AbstractThis paper revisits the economics of manufacturing N‐ethylcarbazole (NEC), a strong candidate for large‐scale liquid organic hydrogen carrier (LOHC) supply chains, because of its high H2 storage capacity (6 wt%), selective hydrogenation and dehydrogenation reactions, and favorable reaction enthalpy and reaction temperatures compared to other LOHC systems. Two different process routes for producing NEC from industrial chemicals are selected out of 10 possible options: one using aniline and the other using cyclohexanone and nitrobenzene as feedstock. The required capital and operational costs are estimated to determine a NEC break‐even cost for a capacity of 225 ktpa. NEC break‐even costs of $3.0 and $2.6 per kg LOHC are found for the routes.

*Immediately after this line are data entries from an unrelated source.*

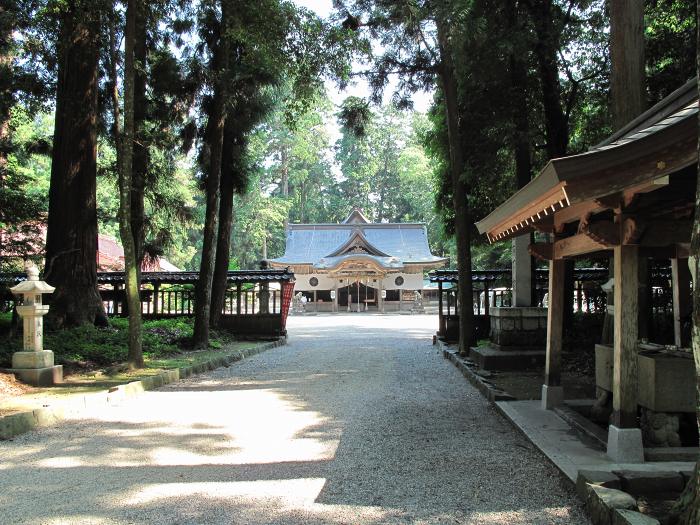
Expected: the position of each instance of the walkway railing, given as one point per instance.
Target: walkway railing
(256, 301)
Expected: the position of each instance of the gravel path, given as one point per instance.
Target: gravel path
(357, 420)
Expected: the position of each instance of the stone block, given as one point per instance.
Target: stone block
(666, 382)
(601, 503)
(603, 367)
(625, 445)
(530, 323)
(552, 396)
(40, 376)
(631, 517)
(637, 482)
(507, 324)
(600, 478)
(41, 359)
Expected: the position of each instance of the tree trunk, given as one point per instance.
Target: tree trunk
(125, 144)
(556, 123)
(627, 76)
(521, 121)
(546, 50)
(687, 509)
(141, 155)
(215, 137)
(71, 239)
(223, 243)
(6, 74)
(463, 222)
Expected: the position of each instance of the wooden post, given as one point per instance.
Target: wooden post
(555, 319)
(552, 391)
(335, 299)
(681, 301)
(441, 318)
(626, 336)
(644, 302)
(156, 291)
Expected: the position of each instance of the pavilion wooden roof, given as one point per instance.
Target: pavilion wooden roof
(653, 152)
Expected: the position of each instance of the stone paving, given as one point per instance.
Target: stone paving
(358, 420)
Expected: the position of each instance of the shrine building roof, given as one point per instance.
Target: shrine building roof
(327, 246)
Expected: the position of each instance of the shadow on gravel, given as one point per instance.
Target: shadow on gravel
(324, 431)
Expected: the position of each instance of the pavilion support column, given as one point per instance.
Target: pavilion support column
(335, 299)
(522, 271)
(552, 391)
(682, 303)
(624, 435)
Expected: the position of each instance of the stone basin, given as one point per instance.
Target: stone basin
(666, 381)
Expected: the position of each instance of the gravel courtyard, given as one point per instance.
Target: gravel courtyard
(357, 420)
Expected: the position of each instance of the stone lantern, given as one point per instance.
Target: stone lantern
(34, 365)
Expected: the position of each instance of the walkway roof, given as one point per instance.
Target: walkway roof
(659, 142)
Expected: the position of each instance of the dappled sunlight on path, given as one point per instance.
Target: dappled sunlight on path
(358, 420)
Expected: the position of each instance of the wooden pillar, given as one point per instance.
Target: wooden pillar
(555, 323)
(156, 291)
(552, 391)
(644, 298)
(441, 319)
(682, 301)
(626, 337)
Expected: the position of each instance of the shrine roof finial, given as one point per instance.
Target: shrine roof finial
(356, 217)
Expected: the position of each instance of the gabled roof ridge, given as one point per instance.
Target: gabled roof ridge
(357, 235)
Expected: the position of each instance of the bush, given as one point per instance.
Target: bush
(92, 346)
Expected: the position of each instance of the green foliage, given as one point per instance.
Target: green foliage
(93, 346)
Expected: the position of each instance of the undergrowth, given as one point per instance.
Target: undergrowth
(92, 347)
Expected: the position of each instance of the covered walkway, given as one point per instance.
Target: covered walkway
(358, 420)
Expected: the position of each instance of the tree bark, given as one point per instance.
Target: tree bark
(223, 244)
(627, 78)
(546, 49)
(141, 155)
(556, 123)
(463, 221)
(71, 243)
(125, 142)
(687, 509)
(215, 138)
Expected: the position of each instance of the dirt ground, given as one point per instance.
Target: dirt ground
(10, 387)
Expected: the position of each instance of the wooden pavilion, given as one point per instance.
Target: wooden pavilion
(358, 265)
(633, 197)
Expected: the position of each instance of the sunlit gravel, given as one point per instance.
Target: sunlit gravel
(358, 420)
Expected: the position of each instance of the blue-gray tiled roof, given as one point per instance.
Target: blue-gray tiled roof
(314, 243)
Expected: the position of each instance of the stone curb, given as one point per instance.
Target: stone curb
(16, 424)
(466, 366)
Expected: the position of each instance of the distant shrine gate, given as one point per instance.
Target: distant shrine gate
(358, 265)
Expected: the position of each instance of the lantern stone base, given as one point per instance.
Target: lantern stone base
(41, 359)
(625, 445)
(39, 376)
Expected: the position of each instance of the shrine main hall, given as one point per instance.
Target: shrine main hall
(358, 265)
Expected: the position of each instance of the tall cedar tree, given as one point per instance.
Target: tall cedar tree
(71, 244)
(462, 218)
(687, 509)
(215, 141)
(124, 137)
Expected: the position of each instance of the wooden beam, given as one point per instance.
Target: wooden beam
(555, 323)
(541, 250)
(606, 233)
(682, 301)
(575, 212)
(626, 337)
(580, 244)
(665, 233)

This is significantly less than the $40/kg cost that has generally been reported in literature for NEC, thus improving the economic viability of using NEC as LOHC. The total fixed capital costs are estimated to be $200 MM and $250 MM. Furthermore, the prices of the feedstock show the largest influence (76% and 72%) on the final NEC break‐even costs. The overall LOHC price contribution to the levelized H2 cost is estimated to be $0.77–$0.90 per kg H2 for a 60‐day roundtrip and $0.09–$0.10 per kg H2 for a 7‐day roundtrip. It is important to note that both routes rely heavily on laboratory scale data and the corresponding assumptions that stem from this limitation. Therefore, this research can serve as a guide to future experimental studies into validating the key assumptions made for this analysis.